Тётя Маруся, проходя с тряпкой, качала головой.
— Выбросьте вы эту посудину, Аркадий Васильевич. Не вернётся он по звону миски. Если суждено — сам дорогу найдёт.
Но профессор не выбрасывал. Миска была его якорем в реальности, где кот мог вернуться. Как эти листовки были якорем надежды, пусть и тонущей в весенней слякоти.
Виталий взял пачку, кисточку с клеем и вышел. Дождь бил ему в лицо. Он шёл по знакомому маршруту: остановка «Институтская», забор у стройки, столб у продуктового. Старые листовки висели, как бледные призраки. На одной какой-то остряк дописал: «Нашедшему — Шнобелевскую премию!». Виталий сорвал её, разорвал и, намазав клей на обратную сторону новой, аккуратно прилепил поверх мокрых следов.
Он думал о том, сколько всего в этом городе пропало без вести. Кошки, собаки, ключи, кошельки, надежды, проекты диссертаций, любовь. Мир был ненадёжным местом, где вещи и существа имели дурную привычку исчезать, оставляя после себя лишь дыры в воздухе да объявления на столбах.
Но он клеил. Потому что в абсурдной вселенной профессора Персикова, в этой сумасшедшей коробке, где они все были заперты, существовал один неотменяемый закон: пока ищешь — существует надежда. А пока существует надежда — существует и сам потерянный. В каком-то из параллельных миров. В какой-то из вероятностных ветвей.
Капля дождя упала прямо на свеженапечатанное «Барсик», расплылась, сделала букву «а» похожей на грустный глаз. Виталий вытер листовку рукавом.
Где-то там, за чертой города, в мире панельных домов и пирогов с капустой, кот по имени Квинтус Прагматикус сладко спал, прижавшись к ноге бывшего алкоголика, и видел сны о ящиках, которые больше не были страшными. А здесь, в центре науки и абсурда, человек с кисточкой и клеем вёл свою тихую войну с ветром, дождём и вселенским равнодушием, приклеивая к мокрым стенам города бумажные маяки, взывающие к чуду.
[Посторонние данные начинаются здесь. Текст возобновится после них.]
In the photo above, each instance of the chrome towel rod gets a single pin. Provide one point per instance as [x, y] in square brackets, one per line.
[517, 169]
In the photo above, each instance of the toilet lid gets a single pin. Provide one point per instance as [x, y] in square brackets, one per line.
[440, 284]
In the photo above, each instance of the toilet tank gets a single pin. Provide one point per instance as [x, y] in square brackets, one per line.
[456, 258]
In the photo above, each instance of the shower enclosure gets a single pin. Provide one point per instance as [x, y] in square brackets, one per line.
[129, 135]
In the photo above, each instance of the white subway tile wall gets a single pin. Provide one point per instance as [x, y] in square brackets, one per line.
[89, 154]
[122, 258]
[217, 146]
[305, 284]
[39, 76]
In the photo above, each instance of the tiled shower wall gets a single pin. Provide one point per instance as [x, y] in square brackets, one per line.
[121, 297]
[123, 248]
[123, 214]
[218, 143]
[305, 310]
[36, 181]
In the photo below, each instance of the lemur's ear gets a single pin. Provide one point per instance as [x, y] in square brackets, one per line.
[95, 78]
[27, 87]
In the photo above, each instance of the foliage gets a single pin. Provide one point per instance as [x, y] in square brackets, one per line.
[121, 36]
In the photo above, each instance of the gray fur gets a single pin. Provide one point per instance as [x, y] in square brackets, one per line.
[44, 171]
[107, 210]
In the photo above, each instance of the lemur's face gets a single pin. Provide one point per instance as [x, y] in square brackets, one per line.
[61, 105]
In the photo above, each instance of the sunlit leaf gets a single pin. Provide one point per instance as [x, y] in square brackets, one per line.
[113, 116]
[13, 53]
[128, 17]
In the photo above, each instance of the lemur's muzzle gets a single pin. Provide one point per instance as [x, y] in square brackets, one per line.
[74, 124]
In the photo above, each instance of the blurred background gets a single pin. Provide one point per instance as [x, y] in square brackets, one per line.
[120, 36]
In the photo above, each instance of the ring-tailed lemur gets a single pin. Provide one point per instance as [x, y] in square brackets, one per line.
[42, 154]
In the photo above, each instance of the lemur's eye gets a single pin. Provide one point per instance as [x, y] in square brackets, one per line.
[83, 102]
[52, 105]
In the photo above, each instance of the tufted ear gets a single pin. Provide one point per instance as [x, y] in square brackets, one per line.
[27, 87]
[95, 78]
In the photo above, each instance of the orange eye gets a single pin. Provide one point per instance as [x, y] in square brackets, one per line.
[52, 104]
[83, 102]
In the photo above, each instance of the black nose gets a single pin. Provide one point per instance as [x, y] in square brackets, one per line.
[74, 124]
Он приклеил последнюю листовку, поправил уголок. Потом постоял минуту, глядя на серьёзную кошачью морду, уже знакомую, как своё отражение в зеркале.
— Держись там, где бы ты ни был, — прошептал он в мокрую тьму. — Мы тебя найдём. Или дождёмся.
И пошёл обратно, оставляя за собой на промокших городских стенах новый урожай чёрно-белых надежд, обречённых быть смытыми следующим дождём. Но это было неважно. Важно было то, что они были. Пока они были — где-то там, в одной из реальностей, пропавший кот продолжал существовать. Хотя бы в виде дрожащего образа на дешёвой бумаге.
P.P.S. А на следующий день к Виталию подошла тётя Маруся и, оглянувшись, сунула ему в руку свёрток. В нём был кусок домашнего пирога.
— На, — сказала она. — Ты мне того... листовок дай. Я в своём районе расклею. Вдруг...
Она не договорила. Но в её глазах была та же упрямая, нелогичная, чисто человеческая надежда.